私は図書館シリーズの4巻が出るのがすごく待ち遠しかった過去を持つが、いざ4巻が出たときにはすっかり熱が下がっていて、肝心の内容を覚えていない。

しかし、アニマックスでアニメが面白かったので、もう1回読み直してみようと思った。

「やつらの鉄砲玉なんてのはな、あの距離で俺一人殺せん程度のやつらだ、所詮」

大体ね、と折口が泣いても美人なままの顔を上げた。

「私が一人で還暦の赤いちゃんちゃんこを着る羽目になったら面倒見てやるって言って出てッたんでしょう、あなたは!

口先だったのあれは!?」

ああー覚えていたのか。
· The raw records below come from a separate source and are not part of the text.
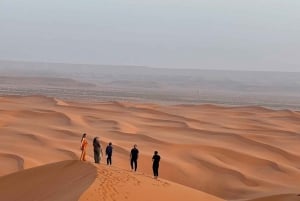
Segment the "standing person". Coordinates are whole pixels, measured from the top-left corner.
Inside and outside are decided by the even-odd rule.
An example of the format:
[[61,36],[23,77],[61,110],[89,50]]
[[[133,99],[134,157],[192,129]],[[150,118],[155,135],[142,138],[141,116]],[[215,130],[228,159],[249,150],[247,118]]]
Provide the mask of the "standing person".
[[106,150],[105,150],[105,154],[107,156],[106,162],[107,165],[111,165],[111,156],[112,156],[112,151],[113,151],[113,147],[112,147],[112,143],[108,143]]
[[[94,138],[93,146],[94,146],[94,160],[95,160],[95,163],[100,163],[101,156],[103,156],[103,153],[102,153],[102,148],[101,148],[101,144],[100,144],[100,141],[99,141],[98,137]],[[101,156],[100,156],[100,154],[101,154]]]
[[81,145],[80,145],[80,149],[81,149],[80,160],[81,161],[86,161],[85,155],[86,155],[87,145],[88,145],[88,142],[87,142],[87,139],[86,139],[86,133],[83,133],[82,138],[81,138]]
[[154,179],[157,179],[157,177],[158,177],[159,161],[160,161],[160,156],[158,155],[157,151],[154,152],[154,155],[152,157],[152,161],[153,161],[152,169],[153,169]]
[[136,172],[137,169],[137,160],[139,157],[139,150],[136,148],[137,145],[133,145],[133,148],[131,149],[130,152],[130,165],[131,165],[131,170],[133,171],[133,166],[134,166],[134,171]]

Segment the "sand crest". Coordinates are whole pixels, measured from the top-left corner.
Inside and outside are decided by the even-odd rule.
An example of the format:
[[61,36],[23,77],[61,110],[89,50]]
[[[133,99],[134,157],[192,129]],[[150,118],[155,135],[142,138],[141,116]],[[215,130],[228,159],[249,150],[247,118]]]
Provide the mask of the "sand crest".
[[96,165],[97,178],[80,201],[222,201],[215,196],[140,172]]

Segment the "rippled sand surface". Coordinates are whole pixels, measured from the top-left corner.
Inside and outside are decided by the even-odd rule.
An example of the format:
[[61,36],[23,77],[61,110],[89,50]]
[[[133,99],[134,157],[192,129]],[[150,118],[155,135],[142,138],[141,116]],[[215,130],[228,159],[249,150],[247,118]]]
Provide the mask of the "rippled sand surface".
[[[173,200],[187,195],[190,200],[300,200],[297,111],[6,96],[0,97],[0,114],[0,185],[30,178],[28,171],[59,171],[53,163],[63,161],[65,171],[93,173],[94,179],[90,184],[79,177],[86,186],[69,200],[78,194],[80,200],[147,200],[151,192]],[[89,141],[86,163],[76,162],[83,132]],[[113,143],[112,167],[104,158],[93,165],[95,136],[103,149]],[[137,173],[129,171],[133,144],[140,150]],[[162,158],[159,181],[151,178],[155,150]]]

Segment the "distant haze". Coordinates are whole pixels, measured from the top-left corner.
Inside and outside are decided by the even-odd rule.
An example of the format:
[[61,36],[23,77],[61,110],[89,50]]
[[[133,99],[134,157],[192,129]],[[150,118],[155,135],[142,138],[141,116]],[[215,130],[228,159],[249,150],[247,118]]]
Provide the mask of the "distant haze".
[[0,59],[300,71],[297,0],[1,0]]
[[0,60],[1,95],[300,110],[300,72],[170,70]]

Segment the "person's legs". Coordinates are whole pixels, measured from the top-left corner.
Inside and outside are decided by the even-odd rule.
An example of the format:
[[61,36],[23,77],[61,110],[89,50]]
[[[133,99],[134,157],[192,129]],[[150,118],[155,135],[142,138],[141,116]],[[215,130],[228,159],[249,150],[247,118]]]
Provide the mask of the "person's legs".
[[133,170],[133,159],[130,159],[131,170]]
[[137,159],[134,160],[134,171],[137,169]]
[[157,165],[153,166],[153,175],[154,175],[154,178],[157,179],[157,177],[158,177],[158,166]]
[[100,150],[97,150],[97,163],[100,163]]
[[152,170],[153,170],[153,176],[155,178],[156,173],[155,173],[155,167],[154,166],[152,166]]
[[81,151],[81,155],[80,155],[80,159],[79,159],[79,160],[81,160],[81,161],[83,160],[83,152],[84,152],[84,151],[82,150],[82,151]]
[[99,163],[99,153],[97,150],[94,150],[94,160],[95,163]]
[[111,165],[111,156],[110,155],[107,156],[107,165]]
[[82,160],[82,161],[86,161],[86,160],[85,160],[85,155],[86,155],[86,151],[83,150],[82,153],[81,153],[81,160]]
[[97,163],[100,163],[100,150],[97,152]]

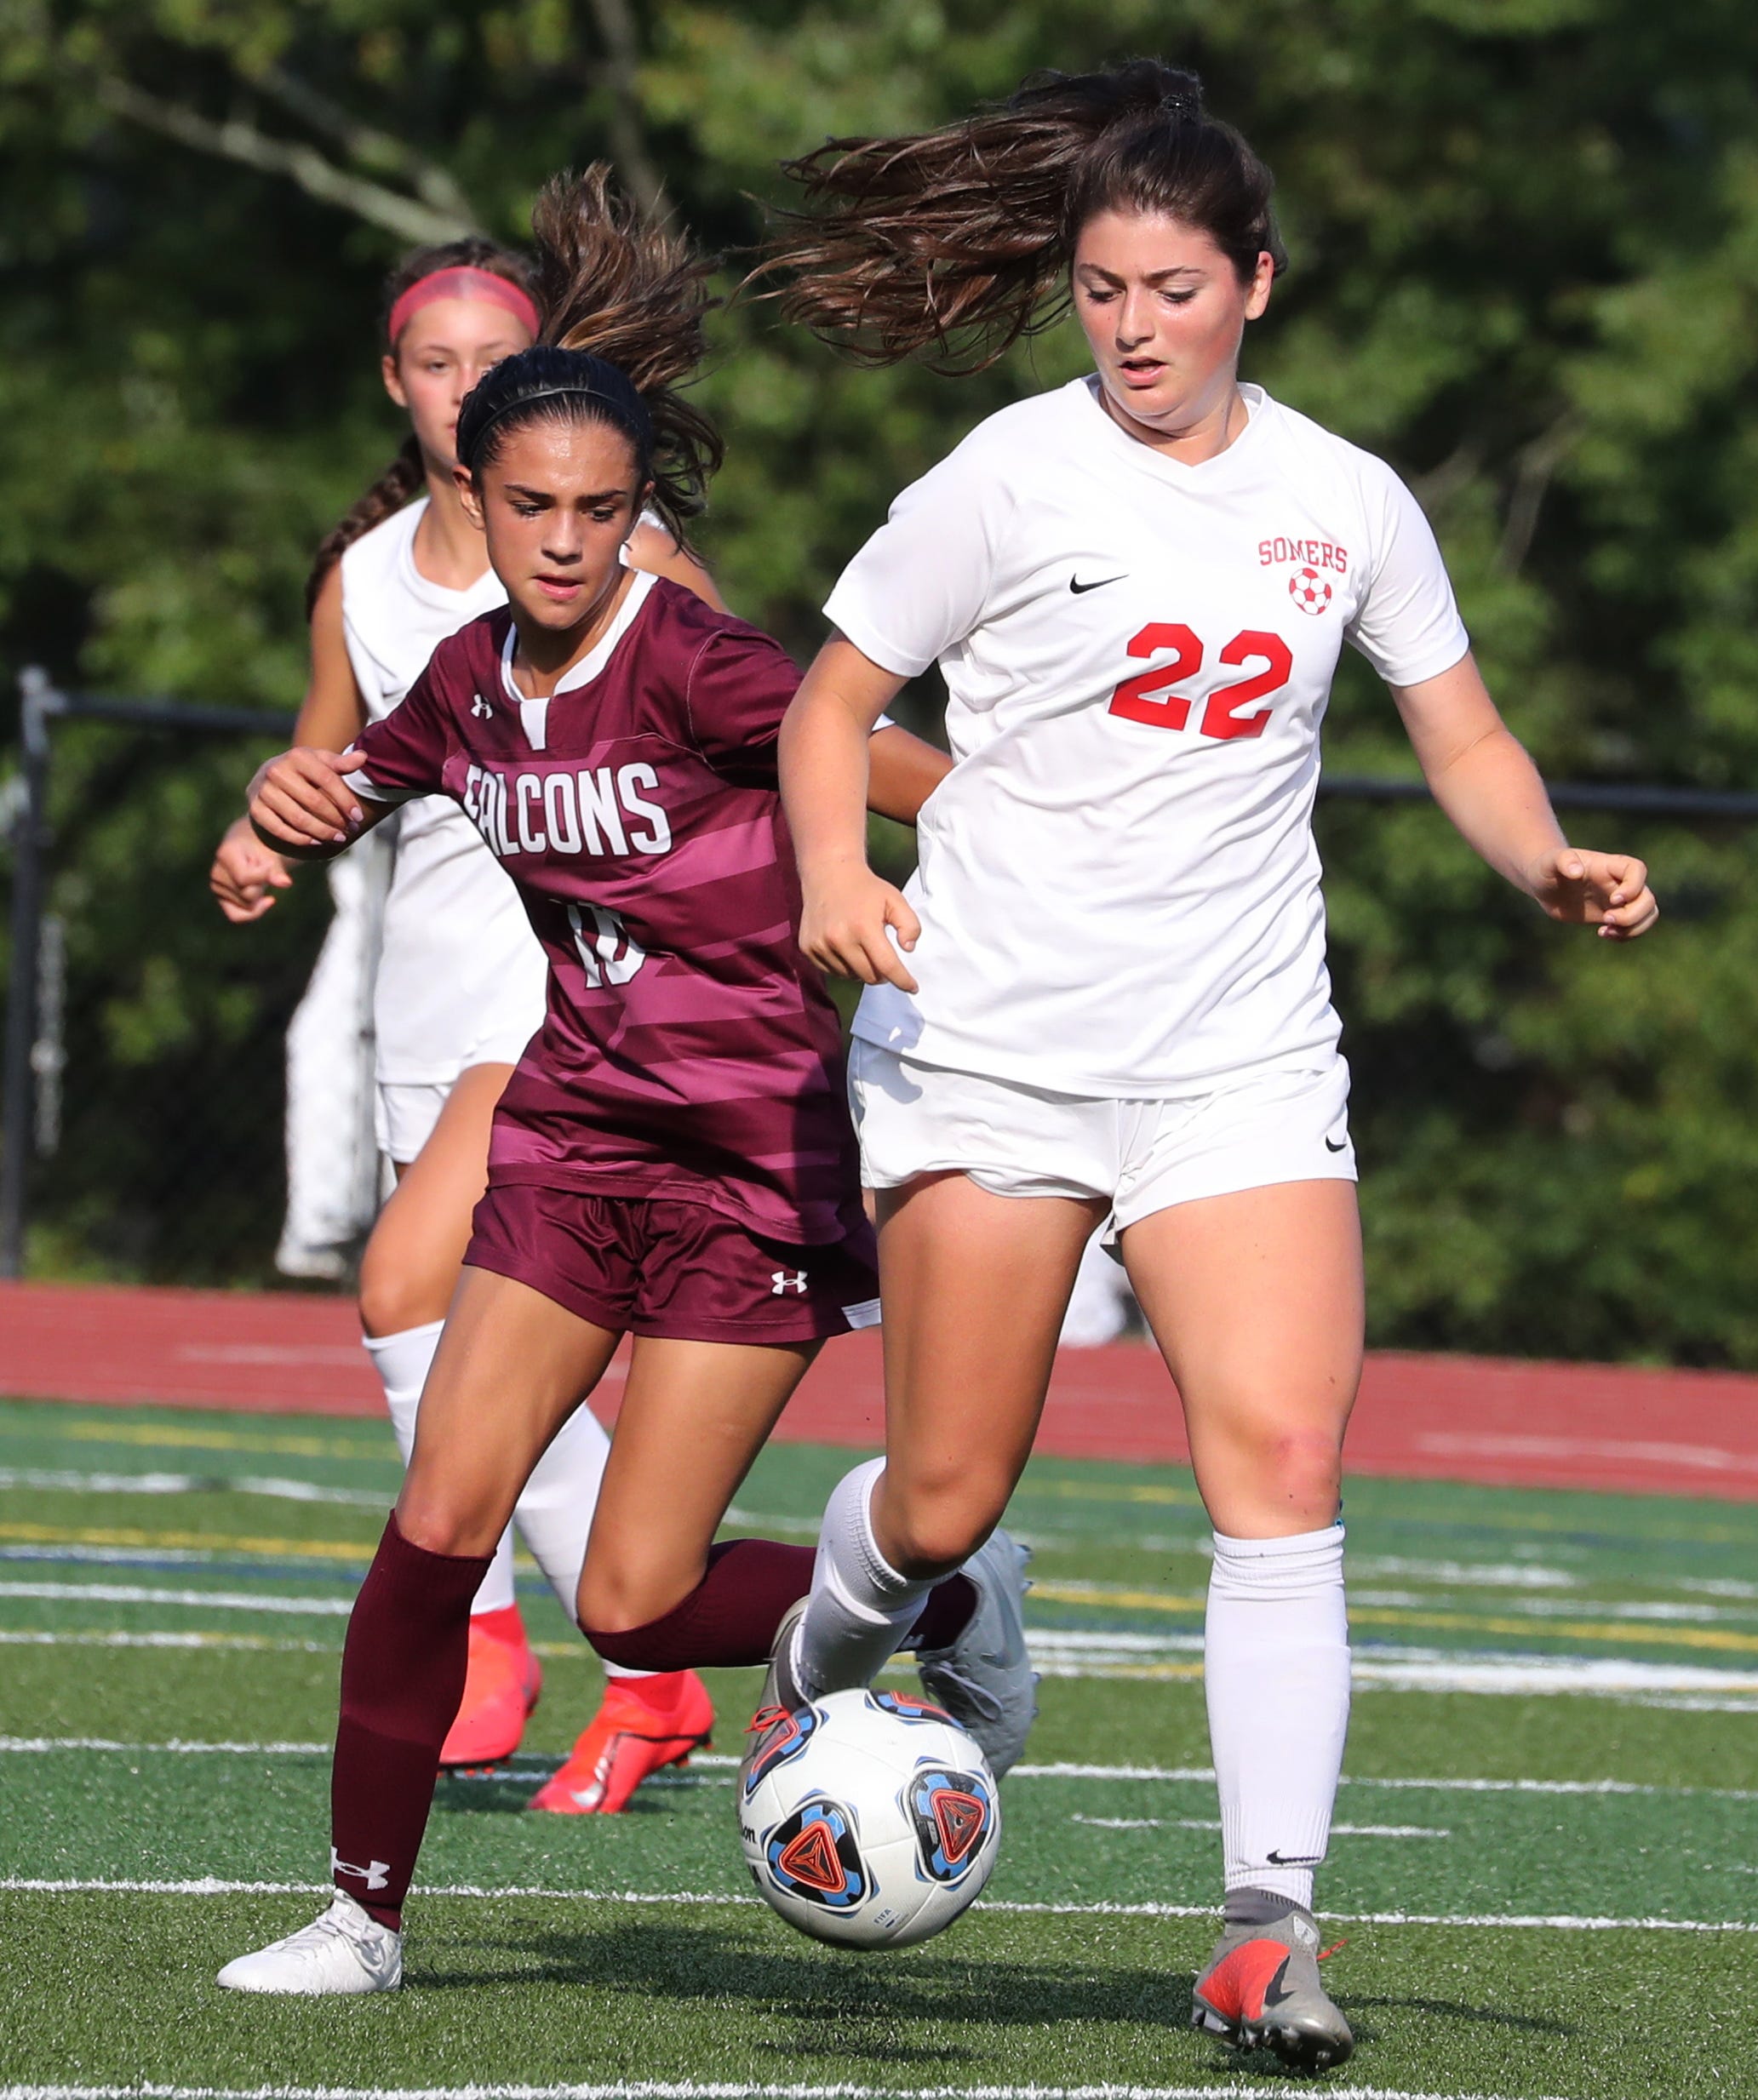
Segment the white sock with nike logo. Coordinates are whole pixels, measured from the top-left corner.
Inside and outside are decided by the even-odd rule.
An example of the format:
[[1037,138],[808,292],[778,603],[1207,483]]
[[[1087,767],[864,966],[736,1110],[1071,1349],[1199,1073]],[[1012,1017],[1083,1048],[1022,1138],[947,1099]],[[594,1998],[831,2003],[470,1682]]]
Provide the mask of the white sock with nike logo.
[[1228,1889],[1308,1909],[1349,1720],[1343,1525],[1215,1534],[1204,1633],[1209,1741]]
そしてその約束は有効か。玄田は思わず微笑した。

嘘ではなかったし口から出任せでもなかった、だが折口には単なる冗談口だと思ってもらっていてよかった。

それが結構読ませるんですよ。文章がめちゃくちゃ分かりやすい。

ひとコマを抽出する手が上手くて、面白かった文章に印をつけたら5箇所になった。

凡百のライトノベル作家だと展開が面白くても、いいなと思う文章、そういわれたらそうだなと納得させる文章は0だから、作家としては頭ひとつ抜けている。

テーマとしては掘り下げが少し足りないと思うが。

これを疑問に思わない世間(なのか?)は「順調な人生の人には見えないものがある」とゆうやつだ。

確かに正論だが、正義が成り立たない場合が全く頭に浮かんでいない。

その場合の存在することを考えつかないとゆうか、正義の御旗の元で思考停止しているのがなんだかな。

胸を痛めた経験がないから、悔しい思いをしたことがないからあっさり肯定できるのだ。